Finalizando, não poderia deixar de falar da Conferência Nacional Livre, Popular e Democrática de Saúde. A Conferencia é uma atividade preparatória para a 17ª Conferência Nacional de Saúde e envolve na sua construção uma série de movimentos populares, instituições e organizações comunitárias. A Conferência Livre surge da iniciativa da Frente pela Vida, criada em 2020 por várias entidades que militam na saúde pública e no SUS. Elas se constituíram para oferecer respostas efetivas durante pandemia de Covid-19 diante do desastre na coordenação ao enfretamento da pandemia pelo governo Jair Bolsonaro.
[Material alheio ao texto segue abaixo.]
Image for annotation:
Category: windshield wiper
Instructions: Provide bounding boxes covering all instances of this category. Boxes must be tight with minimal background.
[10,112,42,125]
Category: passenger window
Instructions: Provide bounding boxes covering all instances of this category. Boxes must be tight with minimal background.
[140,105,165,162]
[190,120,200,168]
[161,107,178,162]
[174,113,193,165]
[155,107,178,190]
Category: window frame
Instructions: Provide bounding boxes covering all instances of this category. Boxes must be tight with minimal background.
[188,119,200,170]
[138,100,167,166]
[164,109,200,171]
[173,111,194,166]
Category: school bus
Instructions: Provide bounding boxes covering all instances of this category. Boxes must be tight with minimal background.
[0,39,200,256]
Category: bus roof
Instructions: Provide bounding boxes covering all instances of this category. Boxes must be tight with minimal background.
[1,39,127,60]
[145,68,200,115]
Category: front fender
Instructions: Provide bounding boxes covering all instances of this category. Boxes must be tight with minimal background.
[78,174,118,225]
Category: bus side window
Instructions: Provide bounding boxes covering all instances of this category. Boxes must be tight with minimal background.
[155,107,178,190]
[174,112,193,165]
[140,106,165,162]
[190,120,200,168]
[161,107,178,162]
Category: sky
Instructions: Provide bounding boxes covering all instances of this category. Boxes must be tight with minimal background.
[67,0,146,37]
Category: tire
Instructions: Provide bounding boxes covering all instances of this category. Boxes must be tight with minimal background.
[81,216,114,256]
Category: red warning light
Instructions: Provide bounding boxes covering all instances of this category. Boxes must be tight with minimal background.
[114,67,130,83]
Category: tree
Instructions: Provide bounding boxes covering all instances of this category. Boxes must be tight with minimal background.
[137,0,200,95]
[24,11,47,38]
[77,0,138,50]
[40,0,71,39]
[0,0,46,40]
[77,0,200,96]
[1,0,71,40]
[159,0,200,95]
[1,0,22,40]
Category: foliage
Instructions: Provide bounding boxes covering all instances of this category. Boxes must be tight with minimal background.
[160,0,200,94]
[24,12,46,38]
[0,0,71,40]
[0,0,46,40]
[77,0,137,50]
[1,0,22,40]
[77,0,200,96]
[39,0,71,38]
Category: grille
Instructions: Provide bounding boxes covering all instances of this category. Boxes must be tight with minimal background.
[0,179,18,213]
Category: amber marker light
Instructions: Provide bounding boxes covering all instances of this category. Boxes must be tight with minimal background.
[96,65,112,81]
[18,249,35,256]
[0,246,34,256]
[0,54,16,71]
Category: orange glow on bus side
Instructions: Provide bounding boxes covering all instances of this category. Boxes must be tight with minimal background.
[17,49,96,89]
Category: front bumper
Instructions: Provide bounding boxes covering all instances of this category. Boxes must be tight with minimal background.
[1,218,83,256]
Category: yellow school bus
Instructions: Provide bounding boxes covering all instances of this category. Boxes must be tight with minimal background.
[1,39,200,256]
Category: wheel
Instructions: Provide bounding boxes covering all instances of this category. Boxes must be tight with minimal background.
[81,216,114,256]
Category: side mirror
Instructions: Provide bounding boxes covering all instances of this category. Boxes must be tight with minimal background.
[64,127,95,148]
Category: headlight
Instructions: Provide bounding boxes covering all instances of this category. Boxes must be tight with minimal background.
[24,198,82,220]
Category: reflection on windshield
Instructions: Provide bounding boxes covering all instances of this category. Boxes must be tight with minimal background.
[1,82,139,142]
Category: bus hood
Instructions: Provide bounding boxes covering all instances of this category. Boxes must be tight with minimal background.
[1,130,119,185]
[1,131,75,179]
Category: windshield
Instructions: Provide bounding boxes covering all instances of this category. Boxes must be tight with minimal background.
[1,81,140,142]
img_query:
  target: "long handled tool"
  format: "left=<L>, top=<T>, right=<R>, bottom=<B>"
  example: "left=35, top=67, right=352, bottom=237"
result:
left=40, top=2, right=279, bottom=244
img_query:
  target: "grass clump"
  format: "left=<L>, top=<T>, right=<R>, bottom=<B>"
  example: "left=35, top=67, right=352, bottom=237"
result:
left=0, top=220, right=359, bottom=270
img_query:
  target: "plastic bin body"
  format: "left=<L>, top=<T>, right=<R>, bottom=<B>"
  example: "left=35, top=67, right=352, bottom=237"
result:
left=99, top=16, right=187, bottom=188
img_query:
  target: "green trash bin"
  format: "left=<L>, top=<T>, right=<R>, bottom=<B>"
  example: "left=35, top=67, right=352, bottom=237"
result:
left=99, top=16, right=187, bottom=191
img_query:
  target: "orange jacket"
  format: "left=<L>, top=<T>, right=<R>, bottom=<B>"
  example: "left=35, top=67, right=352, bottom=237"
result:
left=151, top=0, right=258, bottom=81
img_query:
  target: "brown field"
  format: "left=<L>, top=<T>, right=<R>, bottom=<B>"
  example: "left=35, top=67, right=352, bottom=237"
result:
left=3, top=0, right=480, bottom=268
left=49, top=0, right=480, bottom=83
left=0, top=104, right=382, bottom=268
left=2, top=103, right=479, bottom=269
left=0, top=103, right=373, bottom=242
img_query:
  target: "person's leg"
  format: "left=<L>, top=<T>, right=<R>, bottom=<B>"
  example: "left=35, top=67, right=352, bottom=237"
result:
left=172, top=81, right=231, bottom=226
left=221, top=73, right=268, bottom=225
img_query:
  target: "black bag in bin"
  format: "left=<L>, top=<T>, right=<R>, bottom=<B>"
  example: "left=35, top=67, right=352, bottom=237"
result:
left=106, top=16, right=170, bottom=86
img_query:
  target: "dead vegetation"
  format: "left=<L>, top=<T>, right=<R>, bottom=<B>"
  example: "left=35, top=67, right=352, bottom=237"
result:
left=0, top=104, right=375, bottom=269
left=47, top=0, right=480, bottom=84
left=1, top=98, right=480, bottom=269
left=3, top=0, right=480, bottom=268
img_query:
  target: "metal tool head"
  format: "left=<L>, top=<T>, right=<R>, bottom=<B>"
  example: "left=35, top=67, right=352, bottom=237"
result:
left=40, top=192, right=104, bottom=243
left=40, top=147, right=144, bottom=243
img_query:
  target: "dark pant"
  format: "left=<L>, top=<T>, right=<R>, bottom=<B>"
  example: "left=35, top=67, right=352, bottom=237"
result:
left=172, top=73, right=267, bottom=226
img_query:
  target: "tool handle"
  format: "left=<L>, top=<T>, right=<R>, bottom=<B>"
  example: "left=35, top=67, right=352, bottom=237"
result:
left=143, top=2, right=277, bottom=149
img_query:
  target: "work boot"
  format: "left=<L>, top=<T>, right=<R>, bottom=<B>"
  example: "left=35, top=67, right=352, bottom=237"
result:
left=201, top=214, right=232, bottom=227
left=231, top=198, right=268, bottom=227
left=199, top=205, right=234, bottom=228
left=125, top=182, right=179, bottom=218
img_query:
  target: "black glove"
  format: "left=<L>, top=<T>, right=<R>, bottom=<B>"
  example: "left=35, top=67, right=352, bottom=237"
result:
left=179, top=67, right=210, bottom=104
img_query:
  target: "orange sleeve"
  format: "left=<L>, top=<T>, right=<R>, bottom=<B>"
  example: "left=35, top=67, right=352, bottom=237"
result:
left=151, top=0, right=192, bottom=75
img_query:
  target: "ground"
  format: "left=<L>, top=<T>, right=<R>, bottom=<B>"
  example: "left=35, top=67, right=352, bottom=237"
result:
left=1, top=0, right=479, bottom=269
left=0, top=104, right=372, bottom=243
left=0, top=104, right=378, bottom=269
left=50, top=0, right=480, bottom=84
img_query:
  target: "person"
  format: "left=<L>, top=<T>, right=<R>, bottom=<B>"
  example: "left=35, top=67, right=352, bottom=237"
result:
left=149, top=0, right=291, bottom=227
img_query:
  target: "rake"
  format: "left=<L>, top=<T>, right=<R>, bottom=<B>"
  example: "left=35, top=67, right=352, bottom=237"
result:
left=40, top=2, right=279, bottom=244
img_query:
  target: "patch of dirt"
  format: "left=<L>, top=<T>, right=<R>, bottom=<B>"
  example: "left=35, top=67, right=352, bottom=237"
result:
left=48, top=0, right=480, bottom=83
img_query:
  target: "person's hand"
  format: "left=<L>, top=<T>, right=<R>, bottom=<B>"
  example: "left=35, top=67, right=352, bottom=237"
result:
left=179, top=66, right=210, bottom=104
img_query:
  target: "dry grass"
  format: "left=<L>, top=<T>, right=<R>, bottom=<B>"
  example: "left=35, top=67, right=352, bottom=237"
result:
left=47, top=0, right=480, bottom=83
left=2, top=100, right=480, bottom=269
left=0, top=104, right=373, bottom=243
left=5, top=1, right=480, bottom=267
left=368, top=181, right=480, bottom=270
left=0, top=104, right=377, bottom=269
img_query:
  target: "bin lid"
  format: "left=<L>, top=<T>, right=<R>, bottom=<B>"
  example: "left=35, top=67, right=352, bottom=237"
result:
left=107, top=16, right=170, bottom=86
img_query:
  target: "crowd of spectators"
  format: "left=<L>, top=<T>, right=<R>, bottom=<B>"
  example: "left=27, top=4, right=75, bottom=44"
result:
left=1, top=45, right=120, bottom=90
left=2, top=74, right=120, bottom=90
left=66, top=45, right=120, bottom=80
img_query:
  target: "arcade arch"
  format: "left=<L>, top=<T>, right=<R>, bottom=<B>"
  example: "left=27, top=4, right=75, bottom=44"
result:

Normalmente problemas complexos tem respostas simples e erradas. É necessário ouvir e debater com os diversos setores sociais para que a construção do modelo de sistema saúde que desejamos saia dessa energia social. A construção do SUS foi assim. Sem o povo na rua, sem o povo em movimento, o SUS será entregue de bandeja ao setor privado. No conforto da vida de classe média, dentro de casa, ou ficando horrorizado com as loucuras do governo Bolsonaro não avançaremos. O grosso da população está se virando para sobreviver. A pergunta que fica é: se os setores mais progressistas da sociedade, mais conscientes, e mais organizados não foram setores de vanguarda, capazes de iniciar as mobilizações, vamos cobrar a mobilização dos setores mais despolitizados e fragmentados do nosso tecido social?  Por isso: vamos as conferencias, vamos as ruas e, principalmente, vamos nos organizar, porque o paraíso não é perto.